Pedro Araújo – Foi na sequência do projeto do Estádio do Marítimo que tínhamos realizado para os terrenos da Prebel, no Bairro da Nazaré, por nossa iniciativa e, depois, para a zona da Praia Formosa, a pedido do presidente do C.S.M, mas que, por razões que nos são alheias, foram abandonados, surgindo então a remodelação do Estádio dos Barreiros.

FN – O que sentiu ao idealizar a tarefa?

PA – Esta possibilidade foi, de facto, como um sonho a tornar-se realidade. Eu acompanho os jogos do Marítimo naquele Estádio, desde os 7, 8 anos, na companhia de meu irmão. Íamos com os meus tios, mas, muitas vezes, a pé ou de autocarro, desde casa, no centro do Funchal. Raramente falhávamos um jogo. Em pequeno, o meu sonho era mesmo jogar, mas acabei por pisar aquele relvado como arquiteto e, de facto, é e foi uma grande alegria…

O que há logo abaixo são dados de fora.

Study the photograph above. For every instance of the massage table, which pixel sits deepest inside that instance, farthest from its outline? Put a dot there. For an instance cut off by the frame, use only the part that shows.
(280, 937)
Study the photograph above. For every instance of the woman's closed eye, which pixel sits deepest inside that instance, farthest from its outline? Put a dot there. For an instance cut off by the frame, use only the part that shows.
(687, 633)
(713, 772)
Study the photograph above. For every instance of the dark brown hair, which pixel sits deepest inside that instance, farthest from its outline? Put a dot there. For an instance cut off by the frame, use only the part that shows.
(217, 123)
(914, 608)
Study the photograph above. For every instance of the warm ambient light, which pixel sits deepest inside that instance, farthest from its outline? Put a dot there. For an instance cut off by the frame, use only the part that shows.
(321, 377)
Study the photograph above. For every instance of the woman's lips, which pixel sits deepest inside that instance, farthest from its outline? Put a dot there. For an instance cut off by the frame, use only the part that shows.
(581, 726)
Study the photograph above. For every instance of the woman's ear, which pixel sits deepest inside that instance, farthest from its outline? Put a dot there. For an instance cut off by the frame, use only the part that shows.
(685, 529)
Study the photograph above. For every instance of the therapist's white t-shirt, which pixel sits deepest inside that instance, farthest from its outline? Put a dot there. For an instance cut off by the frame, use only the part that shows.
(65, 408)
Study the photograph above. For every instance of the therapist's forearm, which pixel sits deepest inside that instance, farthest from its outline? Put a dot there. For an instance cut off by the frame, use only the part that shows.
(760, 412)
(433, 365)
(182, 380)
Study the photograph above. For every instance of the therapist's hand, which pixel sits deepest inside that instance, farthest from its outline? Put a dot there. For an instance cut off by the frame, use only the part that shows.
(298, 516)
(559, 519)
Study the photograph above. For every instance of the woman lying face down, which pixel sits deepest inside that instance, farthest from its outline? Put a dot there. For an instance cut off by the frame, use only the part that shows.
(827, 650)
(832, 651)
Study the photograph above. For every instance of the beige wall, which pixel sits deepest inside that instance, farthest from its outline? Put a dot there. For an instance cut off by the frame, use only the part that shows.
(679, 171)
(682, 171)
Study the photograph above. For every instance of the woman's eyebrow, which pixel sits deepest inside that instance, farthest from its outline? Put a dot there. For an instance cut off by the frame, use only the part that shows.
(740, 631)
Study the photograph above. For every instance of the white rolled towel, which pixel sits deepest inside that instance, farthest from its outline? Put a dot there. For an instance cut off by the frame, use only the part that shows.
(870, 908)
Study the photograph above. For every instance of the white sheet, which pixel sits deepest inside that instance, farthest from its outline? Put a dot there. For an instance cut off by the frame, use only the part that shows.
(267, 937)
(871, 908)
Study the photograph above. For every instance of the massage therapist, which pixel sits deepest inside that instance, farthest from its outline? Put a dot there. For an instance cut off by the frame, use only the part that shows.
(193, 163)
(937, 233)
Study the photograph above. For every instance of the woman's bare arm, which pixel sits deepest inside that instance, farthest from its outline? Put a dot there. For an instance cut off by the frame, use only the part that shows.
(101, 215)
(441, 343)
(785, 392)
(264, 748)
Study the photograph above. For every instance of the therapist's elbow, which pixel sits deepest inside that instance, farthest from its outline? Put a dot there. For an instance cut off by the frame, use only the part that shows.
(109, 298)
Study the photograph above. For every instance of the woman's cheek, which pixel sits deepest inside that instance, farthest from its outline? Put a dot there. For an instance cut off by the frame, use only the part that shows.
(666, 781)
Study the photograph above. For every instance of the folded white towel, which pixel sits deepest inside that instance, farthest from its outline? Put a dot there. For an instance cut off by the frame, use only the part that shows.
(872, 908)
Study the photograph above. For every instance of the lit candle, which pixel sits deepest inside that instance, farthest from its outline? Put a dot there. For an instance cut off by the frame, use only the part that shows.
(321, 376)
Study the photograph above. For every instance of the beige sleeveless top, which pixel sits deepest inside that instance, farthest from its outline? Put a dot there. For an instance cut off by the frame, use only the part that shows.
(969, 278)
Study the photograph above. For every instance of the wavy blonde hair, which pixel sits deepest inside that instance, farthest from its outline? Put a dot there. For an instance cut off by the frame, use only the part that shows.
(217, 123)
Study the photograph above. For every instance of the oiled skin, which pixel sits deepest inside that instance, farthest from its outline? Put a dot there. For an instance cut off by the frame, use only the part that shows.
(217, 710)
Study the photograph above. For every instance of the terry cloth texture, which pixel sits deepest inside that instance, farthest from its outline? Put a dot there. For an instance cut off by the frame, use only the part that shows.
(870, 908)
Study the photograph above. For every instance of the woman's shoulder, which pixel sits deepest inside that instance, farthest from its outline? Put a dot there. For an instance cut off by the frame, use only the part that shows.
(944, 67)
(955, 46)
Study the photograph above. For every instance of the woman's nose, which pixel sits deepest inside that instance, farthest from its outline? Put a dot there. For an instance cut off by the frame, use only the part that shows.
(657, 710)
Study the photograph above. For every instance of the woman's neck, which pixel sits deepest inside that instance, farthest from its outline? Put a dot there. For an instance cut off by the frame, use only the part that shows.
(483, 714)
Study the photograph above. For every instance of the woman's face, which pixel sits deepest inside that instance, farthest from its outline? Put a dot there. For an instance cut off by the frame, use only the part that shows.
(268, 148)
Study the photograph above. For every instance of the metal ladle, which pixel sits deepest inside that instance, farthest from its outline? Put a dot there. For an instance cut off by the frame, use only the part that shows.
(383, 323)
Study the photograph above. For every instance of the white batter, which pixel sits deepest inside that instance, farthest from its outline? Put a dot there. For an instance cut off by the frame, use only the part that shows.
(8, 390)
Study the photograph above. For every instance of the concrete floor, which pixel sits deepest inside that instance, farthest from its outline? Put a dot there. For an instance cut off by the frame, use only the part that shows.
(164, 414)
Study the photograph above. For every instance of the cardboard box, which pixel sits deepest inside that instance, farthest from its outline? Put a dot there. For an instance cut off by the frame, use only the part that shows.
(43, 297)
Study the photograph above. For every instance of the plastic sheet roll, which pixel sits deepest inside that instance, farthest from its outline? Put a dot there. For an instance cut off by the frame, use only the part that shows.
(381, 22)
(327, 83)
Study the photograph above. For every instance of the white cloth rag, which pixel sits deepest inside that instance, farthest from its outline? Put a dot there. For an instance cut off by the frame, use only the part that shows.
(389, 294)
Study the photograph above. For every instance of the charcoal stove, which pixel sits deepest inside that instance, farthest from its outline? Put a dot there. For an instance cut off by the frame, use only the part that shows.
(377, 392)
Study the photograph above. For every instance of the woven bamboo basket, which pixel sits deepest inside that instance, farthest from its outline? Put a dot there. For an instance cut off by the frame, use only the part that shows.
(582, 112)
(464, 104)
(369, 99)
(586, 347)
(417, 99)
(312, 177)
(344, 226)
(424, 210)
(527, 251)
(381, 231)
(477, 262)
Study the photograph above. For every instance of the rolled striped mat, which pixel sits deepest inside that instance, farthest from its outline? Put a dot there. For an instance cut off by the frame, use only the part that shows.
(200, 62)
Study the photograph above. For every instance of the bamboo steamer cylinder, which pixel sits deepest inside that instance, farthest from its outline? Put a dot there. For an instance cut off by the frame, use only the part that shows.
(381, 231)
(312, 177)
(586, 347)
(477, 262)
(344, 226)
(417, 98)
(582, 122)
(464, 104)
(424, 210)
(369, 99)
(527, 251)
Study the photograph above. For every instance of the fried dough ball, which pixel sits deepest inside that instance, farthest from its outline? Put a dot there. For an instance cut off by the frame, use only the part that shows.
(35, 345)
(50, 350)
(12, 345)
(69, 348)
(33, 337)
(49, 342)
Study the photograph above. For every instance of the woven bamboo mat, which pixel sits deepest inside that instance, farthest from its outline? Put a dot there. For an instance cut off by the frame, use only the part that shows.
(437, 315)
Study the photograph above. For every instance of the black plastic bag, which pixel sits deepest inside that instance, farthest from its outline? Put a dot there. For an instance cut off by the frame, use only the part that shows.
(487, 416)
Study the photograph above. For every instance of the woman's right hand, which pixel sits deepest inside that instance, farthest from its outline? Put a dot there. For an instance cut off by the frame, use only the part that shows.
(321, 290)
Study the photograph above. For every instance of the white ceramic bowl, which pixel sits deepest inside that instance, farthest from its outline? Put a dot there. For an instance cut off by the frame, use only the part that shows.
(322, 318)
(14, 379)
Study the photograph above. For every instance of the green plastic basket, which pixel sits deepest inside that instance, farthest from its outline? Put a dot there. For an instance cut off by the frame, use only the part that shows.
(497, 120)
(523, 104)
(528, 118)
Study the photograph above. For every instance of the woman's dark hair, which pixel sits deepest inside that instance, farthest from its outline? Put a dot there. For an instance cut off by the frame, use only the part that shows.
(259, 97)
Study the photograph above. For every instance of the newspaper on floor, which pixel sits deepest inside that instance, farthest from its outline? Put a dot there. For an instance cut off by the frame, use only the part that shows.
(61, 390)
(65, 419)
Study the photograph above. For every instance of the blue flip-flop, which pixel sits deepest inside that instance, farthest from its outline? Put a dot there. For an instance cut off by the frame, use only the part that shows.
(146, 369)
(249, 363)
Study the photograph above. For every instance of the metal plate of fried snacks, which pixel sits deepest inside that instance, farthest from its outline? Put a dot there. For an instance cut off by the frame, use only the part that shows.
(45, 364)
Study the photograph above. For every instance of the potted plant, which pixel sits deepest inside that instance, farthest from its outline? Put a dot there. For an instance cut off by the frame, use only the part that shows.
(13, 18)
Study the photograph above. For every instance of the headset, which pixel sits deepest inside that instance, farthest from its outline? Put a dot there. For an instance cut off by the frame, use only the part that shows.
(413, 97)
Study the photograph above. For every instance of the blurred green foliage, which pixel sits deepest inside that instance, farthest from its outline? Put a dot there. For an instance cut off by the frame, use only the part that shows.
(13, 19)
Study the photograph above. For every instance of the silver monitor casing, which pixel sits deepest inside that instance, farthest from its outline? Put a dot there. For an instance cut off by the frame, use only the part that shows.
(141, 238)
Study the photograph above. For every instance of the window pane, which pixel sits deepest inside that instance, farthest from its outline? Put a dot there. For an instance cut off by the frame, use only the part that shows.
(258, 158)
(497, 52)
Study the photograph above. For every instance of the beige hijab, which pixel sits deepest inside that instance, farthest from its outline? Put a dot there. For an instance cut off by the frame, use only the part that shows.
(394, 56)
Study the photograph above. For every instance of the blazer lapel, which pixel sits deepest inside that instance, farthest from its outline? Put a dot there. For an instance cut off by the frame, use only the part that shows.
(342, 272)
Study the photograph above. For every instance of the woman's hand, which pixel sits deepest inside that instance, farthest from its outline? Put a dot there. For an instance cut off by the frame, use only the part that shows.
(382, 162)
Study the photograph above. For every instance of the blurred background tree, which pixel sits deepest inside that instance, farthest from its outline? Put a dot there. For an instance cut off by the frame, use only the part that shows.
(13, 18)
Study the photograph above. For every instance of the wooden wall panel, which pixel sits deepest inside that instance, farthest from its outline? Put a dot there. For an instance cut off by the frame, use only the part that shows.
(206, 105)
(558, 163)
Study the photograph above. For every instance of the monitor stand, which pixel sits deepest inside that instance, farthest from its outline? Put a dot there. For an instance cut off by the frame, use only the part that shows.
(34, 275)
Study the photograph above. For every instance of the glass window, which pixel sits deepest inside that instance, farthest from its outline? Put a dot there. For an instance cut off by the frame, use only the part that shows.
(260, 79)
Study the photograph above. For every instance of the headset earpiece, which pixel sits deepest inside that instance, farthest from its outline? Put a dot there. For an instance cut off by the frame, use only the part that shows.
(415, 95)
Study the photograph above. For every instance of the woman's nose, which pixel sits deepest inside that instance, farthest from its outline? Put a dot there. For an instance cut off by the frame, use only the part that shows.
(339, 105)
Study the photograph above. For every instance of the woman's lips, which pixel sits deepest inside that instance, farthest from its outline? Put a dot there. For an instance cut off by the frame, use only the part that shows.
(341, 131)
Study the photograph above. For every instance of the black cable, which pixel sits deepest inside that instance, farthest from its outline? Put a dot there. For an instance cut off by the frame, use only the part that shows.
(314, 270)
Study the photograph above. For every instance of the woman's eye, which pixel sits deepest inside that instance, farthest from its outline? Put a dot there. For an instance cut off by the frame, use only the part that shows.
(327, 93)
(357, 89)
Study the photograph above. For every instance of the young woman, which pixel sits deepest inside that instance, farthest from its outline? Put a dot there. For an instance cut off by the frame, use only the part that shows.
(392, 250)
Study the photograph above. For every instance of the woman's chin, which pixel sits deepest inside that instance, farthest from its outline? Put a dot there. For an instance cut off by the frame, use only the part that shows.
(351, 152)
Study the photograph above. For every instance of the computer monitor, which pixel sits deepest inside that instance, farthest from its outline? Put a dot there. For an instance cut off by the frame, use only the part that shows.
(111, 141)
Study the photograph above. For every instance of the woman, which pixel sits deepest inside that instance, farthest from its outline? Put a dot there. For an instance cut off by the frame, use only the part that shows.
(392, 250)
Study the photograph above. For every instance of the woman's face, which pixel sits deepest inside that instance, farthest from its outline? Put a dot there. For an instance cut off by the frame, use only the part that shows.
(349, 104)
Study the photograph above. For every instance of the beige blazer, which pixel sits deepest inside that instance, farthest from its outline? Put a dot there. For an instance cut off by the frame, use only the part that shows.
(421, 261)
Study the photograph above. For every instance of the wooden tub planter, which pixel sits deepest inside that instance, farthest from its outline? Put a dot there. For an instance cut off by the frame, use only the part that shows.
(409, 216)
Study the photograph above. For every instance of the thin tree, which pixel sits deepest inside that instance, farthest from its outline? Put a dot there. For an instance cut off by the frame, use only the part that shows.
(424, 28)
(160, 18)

FN – O que procurou privilegiar neste projeto?

PA – Este projeto tinha três objetivos principais. O primeiro era que fosse um estádio moderno, multifuncional e comercial, e adaptado aos nossos dias, o segundo é que fosse bem dimensionado, de acordo com a dimensão do clube e da Região – 10.000 lugares. Finalmente, pretendíamos manter o maior número de referências e características do velhinho Cadeirão dos Barreiros de que eu tanto gostava. Os portões norte, a cor verde, e a implantação/orientação (paisagística) foram possíveis de manter, assim como muita da cantaria utilizada nas bancadas antigas do Estádio.

Estádio dos Barreiros

FN Mas porquê bancadas a toda a volta incluindo no antigo setor conhecido por peão?

PA – Costumo responder a essa pergunta com esta história. O grande arquiteto Óscar Niemeyer concorreu em 1950 para o projeto do mítico Maracanã no Rio de Janeiro. Ele fez um belo projeto juntando todos os espetadores de um lado abrigados do sol, deixando o outro lado vazio. O projeto foi recusado e foi construído o que todos conhecemos, com bancadas a toda a volta. Mais tarde o famoso arquiteto compreendeu que a decisão de perder o projeto foi acertada, já que o clima de festa próprio do Futebol só é possível em Estádios com bancadas a toda a volta, tal como são quase todos os Estádios Ingleses e, agora, o nosso Estádio dos Barreiros.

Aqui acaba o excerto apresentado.